The numbers speak for themselves, but the experience of towing with gas trucks or F-150 Lightning comes with a few undeniable facts:
- Whether gas or electric, driving distance while towing is similarly impacted by weather, temperature and geography. Speed and trailer aerodynamics also play a role: the faster you drive and the larger the frontal area of the trailer, the greater the impact on range
- A significant difference between gas and electric trucks is that gas trucks can begin with approximately twice the range (or more) compared to the average electric truck, depending on configuration
- Temperature extremes impact electric trucks more than gas, though F-150 Lightning can help mitigate those effects and maximize range by pre-conditioning prior to departure while the vehicle is plugged in. Pre-conditioning uses energy from the vehicle charger or outlet – instead of the battery – to warm or cool the battery and the cabin
So what does this mean for a customer? Well, if you’ve driven gas-powered trucks for years, towing with F-150 Lightning should feel a bit different as power delivered by dual electric motors provides a smooth and consistent experience with maximum torque available off the line.
You’ll also have to recharge more often than you would refuel. The energy density of fuel allows an F-150 PowerBoost Hybrid to achieve up to 704 miles of EPA-estimated range, compared to the top EPA-estimated range of F-150 Lightning, which is 320 miles.
And – at least right now – there are approximately three times as many gas stations as electric vehicle charging stations in the U.S.
For commercial customers, this is an important consideration for job sites in rural areas or for extreme use cases when getting the job done.
“The F-150 Lightning is an ideal companion for many F-150 customers and businesses who want to tow. For customers towing longer distances with payloads nearing the max, Ford has you covered with models like the F-150 PowerBoost Hybrid,” said Darren Palmer, VP, battery electric vehicle programs, Ford Model e. “Your power. Your choice.”
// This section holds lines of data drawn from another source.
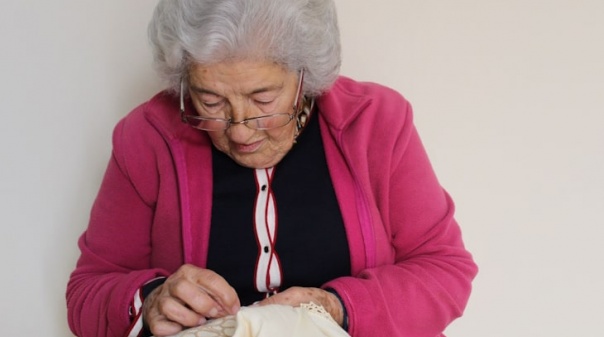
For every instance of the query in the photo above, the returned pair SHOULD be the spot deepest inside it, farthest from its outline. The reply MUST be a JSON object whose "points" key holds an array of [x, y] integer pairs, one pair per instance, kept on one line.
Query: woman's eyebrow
{"points": [[253, 92], [203, 90], [266, 89]]}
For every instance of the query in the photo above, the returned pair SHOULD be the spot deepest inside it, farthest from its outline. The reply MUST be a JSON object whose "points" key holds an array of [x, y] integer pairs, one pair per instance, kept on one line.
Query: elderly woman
{"points": [[260, 176]]}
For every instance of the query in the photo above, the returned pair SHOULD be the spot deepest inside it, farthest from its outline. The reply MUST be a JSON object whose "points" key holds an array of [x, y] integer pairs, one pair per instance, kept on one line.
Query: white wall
{"points": [[508, 98]]}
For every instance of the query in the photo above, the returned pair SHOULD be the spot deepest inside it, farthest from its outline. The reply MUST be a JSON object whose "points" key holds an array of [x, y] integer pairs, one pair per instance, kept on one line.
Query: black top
{"points": [[310, 239]]}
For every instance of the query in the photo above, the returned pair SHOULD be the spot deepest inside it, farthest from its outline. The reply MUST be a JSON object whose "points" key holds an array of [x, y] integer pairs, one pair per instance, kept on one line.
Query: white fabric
{"points": [[308, 320]]}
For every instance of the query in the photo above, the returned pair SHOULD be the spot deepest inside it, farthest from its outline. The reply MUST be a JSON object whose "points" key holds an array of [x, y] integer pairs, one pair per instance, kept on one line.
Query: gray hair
{"points": [[294, 33]]}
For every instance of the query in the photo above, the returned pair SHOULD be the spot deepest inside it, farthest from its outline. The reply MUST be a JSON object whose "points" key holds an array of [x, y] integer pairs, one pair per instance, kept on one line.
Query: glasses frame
{"points": [[229, 122]]}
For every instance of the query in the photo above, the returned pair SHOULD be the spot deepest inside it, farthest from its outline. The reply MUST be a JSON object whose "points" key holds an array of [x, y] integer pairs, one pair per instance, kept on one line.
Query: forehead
{"points": [[238, 76]]}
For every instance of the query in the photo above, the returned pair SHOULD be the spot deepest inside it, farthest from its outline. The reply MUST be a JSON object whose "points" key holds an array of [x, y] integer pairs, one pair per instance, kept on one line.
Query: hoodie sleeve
{"points": [[424, 281], [116, 247]]}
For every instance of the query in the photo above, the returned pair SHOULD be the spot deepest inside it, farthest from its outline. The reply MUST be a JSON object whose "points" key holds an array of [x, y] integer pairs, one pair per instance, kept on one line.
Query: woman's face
{"points": [[238, 90]]}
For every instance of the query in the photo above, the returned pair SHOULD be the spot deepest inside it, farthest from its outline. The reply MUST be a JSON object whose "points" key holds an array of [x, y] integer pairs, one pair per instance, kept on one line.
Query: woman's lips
{"points": [[248, 148]]}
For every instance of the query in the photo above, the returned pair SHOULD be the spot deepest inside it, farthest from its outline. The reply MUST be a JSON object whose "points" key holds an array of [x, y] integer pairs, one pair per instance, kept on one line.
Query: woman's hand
{"points": [[187, 299], [294, 296]]}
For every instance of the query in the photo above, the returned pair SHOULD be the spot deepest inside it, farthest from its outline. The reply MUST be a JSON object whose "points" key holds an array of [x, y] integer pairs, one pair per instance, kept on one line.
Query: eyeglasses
{"points": [[265, 122]]}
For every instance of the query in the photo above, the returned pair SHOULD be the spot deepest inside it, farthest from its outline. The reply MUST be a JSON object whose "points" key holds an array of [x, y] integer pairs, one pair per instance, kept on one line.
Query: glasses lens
{"points": [[207, 124], [269, 122]]}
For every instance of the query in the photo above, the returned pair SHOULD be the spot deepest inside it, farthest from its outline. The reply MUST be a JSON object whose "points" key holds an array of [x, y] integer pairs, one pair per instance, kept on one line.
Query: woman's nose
{"points": [[238, 131]]}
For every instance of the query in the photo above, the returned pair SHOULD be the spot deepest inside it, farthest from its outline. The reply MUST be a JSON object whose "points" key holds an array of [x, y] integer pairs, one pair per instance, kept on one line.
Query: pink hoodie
{"points": [[411, 273]]}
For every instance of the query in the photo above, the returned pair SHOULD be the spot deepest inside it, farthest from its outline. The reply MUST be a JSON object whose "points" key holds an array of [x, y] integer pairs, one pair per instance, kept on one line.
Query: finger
{"points": [[292, 296], [175, 311], [197, 300], [218, 289], [161, 327]]}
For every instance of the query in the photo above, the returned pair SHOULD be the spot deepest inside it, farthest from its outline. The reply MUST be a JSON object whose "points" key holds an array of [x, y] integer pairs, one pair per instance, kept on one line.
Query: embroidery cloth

The F-150 Lightning can tow, even cross country. For customers who choose the benefits of an electric truck over trip speed, like Mark Eakin, an F-150 Lightning owner and retired oceanographer, a towing trip from Maryland to California is achievable.
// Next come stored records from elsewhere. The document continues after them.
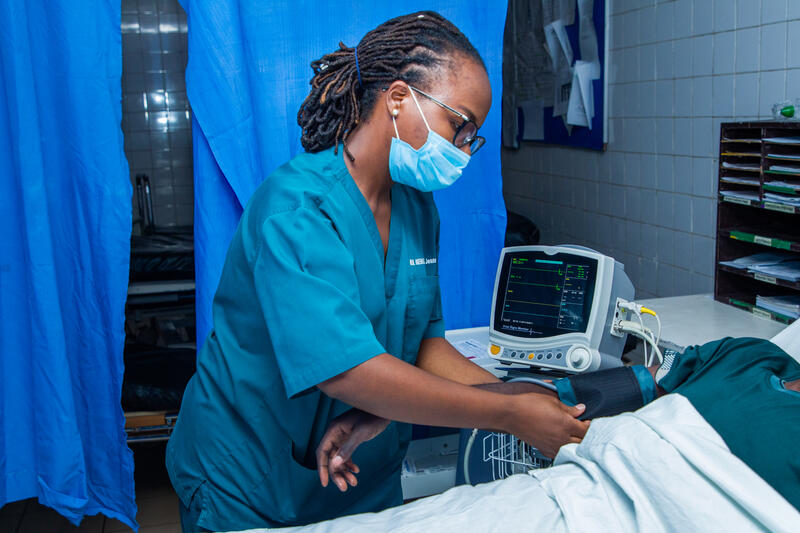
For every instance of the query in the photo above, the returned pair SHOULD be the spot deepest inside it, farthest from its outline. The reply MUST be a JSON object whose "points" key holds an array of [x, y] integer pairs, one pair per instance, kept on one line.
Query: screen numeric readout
{"points": [[544, 293]]}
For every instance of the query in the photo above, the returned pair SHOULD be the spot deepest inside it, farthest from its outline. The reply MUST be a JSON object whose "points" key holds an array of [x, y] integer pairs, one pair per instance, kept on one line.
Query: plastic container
{"points": [[787, 110]]}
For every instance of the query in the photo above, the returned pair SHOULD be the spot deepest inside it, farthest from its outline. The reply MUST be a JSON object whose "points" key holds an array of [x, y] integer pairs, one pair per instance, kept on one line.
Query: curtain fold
{"points": [[65, 207]]}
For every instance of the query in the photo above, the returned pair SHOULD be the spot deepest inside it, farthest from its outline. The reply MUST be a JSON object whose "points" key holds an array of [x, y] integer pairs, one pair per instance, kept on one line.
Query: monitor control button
{"points": [[579, 358]]}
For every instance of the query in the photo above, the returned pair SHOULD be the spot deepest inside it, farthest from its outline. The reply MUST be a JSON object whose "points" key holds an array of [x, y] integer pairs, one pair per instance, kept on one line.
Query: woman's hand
{"points": [[546, 423], [345, 433]]}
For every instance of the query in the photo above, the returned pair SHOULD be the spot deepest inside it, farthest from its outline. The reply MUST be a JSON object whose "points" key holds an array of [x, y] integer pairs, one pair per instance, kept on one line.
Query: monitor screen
{"points": [[540, 295]]}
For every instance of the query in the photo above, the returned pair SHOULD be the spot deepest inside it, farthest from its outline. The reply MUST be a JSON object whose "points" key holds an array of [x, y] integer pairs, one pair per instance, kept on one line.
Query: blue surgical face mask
{"points": [[436, 165]]}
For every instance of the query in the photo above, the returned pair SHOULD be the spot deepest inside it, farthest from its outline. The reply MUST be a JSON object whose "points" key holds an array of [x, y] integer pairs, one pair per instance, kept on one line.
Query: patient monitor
{"points": [[553, 307]]}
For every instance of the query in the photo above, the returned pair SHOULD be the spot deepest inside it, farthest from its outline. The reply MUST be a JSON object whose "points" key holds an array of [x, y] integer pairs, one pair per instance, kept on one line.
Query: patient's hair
{"points": [[408, 48]]}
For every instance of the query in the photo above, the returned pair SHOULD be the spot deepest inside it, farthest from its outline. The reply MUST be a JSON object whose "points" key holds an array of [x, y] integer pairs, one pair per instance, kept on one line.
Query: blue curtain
{"points": [[247, 75], [65, 206]]}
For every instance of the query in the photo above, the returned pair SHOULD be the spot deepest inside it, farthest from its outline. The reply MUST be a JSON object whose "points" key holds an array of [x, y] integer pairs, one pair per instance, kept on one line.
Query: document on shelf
{"points": [[782, 198], [741, 166], [788, 157], [785, 168], [788, 305], [787, 270], [744, 195], [765, 258], [739, 181], [783, 140]]}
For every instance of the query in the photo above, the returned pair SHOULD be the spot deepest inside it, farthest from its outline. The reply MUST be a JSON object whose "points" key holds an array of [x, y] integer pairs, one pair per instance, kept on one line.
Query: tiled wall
{"points": [[677, 69], [156, 120]]}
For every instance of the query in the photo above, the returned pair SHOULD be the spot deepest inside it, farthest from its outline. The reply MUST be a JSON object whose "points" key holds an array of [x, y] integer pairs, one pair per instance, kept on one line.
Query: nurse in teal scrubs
{"points": [[328, 306]]}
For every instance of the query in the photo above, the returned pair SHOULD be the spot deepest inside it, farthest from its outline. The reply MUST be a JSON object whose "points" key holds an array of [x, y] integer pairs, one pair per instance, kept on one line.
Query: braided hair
{"points": [[346, 83]]}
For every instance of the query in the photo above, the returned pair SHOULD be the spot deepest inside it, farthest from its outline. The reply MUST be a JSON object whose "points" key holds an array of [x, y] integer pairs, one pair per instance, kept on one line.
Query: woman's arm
{"points": [[390, 388], [438, 357]]}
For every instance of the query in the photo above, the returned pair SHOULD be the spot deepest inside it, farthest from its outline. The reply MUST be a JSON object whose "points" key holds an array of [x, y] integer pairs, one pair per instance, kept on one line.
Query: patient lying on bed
{"points": [[718, 451]]}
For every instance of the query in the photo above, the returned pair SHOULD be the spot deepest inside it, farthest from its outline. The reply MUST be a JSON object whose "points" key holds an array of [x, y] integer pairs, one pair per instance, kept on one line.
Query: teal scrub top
{"points": [[737, 385], [305, 294]]}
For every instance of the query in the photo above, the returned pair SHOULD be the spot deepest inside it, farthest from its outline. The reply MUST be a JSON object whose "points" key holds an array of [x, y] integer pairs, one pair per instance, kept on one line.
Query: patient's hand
{"points": [[343, 436], [546, 423]]}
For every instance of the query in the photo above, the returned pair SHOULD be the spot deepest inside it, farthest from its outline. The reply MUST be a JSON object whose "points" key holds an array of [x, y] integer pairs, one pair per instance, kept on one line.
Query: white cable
{"points": [[467, 450], [645, 334], [535, 381]]}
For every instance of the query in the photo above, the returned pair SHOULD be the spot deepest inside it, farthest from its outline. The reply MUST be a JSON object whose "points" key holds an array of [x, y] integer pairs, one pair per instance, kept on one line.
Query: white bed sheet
{"points": [[662, 468]]}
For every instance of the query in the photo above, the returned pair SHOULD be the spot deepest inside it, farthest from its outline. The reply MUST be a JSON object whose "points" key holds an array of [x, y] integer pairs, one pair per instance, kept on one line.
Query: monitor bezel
{"points": [[594, 325]]}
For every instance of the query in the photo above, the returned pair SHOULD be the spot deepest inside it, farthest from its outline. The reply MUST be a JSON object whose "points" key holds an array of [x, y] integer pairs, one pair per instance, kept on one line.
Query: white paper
{"points": [[471, 348], [558, 45], [576, 112], [583, 71], [533, 120], [581, 100], [587, 37], [564, 10]]}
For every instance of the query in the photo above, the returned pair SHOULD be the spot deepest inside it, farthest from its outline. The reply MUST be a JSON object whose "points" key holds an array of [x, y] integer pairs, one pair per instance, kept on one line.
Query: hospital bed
{"points": [[661, 468]]}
“As a scientist, I understand that there will be an effect on range because of various factors and wind was a particularly important one during my journey,” he said. “Planning in advance helps and the Ford technology is a big enabler in the planning.”
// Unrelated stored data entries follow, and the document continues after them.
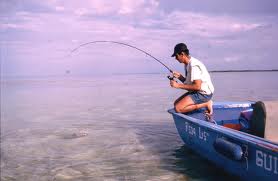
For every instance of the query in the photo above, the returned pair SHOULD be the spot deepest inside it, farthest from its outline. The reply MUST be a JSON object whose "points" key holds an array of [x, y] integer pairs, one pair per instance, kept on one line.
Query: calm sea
{"points": [[108, 128]]}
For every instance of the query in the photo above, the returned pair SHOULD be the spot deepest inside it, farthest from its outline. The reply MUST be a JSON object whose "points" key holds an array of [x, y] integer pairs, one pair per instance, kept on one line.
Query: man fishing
{"points": [[197, 82]]}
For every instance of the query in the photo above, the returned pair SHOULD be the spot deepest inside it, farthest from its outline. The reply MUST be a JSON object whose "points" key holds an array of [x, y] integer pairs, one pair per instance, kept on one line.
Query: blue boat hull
{"points": [[239, 153]]}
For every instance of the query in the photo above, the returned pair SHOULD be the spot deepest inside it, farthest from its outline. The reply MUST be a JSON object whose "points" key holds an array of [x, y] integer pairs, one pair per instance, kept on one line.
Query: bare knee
{"points": [[179, 109]]}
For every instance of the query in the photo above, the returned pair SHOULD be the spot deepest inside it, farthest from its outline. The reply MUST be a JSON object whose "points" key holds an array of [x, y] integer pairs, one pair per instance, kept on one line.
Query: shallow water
{"points": [[107, 128]]}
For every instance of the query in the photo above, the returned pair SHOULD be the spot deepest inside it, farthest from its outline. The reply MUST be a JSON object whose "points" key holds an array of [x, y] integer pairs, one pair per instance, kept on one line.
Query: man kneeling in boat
{"points": [[197, 82]]}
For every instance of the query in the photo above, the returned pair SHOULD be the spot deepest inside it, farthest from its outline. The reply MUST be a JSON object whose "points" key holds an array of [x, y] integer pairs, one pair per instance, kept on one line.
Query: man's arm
{"points": [[195, 86], [179, 76]]}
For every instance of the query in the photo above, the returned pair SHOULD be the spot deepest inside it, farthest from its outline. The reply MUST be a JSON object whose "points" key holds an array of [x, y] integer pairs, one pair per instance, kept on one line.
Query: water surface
{"points": [[108, 128]]}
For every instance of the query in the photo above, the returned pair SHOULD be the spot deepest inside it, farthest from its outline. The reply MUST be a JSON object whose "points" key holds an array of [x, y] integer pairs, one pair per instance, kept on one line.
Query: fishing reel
{"points": [[170, 77]]}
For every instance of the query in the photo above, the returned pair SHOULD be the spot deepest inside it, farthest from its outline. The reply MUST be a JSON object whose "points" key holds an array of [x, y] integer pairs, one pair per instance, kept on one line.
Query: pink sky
{"points": [[36, 36]]}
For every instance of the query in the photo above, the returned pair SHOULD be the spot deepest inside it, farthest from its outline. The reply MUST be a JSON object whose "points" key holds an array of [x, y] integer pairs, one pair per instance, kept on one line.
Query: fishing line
{"points": [[123, 44]]}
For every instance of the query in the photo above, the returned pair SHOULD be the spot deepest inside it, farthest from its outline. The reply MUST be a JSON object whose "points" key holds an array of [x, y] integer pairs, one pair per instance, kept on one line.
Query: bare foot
{"points": [[209, 111]]}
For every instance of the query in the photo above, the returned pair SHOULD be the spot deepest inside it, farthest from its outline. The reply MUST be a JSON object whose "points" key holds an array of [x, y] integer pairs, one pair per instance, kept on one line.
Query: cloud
{"points": [[206, 25]]}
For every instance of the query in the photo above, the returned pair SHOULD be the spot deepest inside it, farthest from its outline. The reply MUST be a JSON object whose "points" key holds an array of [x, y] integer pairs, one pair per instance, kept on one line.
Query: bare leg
{"points": [[182, 104], [186, 104]]}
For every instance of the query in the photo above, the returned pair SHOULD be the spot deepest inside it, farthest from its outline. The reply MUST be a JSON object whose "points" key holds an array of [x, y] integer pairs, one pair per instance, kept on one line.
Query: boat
{"points": [[233, 139]]}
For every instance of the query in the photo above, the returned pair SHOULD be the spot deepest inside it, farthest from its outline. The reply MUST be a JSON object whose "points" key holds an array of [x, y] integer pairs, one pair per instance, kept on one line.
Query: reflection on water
{"points": [[111, 128]]}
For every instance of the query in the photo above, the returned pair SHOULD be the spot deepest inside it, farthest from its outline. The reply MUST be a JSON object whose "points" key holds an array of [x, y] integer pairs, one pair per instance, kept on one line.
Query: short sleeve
{"points": [[196, 73]]}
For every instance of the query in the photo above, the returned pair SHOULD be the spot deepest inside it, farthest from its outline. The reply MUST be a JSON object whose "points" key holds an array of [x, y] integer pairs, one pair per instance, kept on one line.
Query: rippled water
{"points": [[107, 128]]}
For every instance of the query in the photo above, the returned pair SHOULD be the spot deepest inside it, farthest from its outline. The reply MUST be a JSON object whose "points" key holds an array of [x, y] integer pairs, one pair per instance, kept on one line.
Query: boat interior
{"points": [[258, 120]]}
The technology Eakin mentions starts with Intelligent Range, which collects vehicle data like speed, ambient temperature, available battery energy, driver habits, climate control use and route topography to determine how much electrical energy drivers use in real time. The system also uses cloud computing to gauge energy use from other similar types of Ford electric vehicles operating in similar situations, resulting in more accurate vehicle range calculations over time.
Helpful Ford technology also works seamlessly with public charging stations. For commercial customers, Ford Pro offers end-to-end charging solutions and experts to help customers understand if F-150 Lightning is right for their needs, including extreme use cases.
“Customers don’t need to worry about estimating range with all the different factors in play, because our intuitive Ford technologies do that for them, and suggest the best options for charging along their route,” Palmer said. “Once at a charger, available Plug and Charge means a customer can plug in, while the truck manages charger authentication and integrated payment.”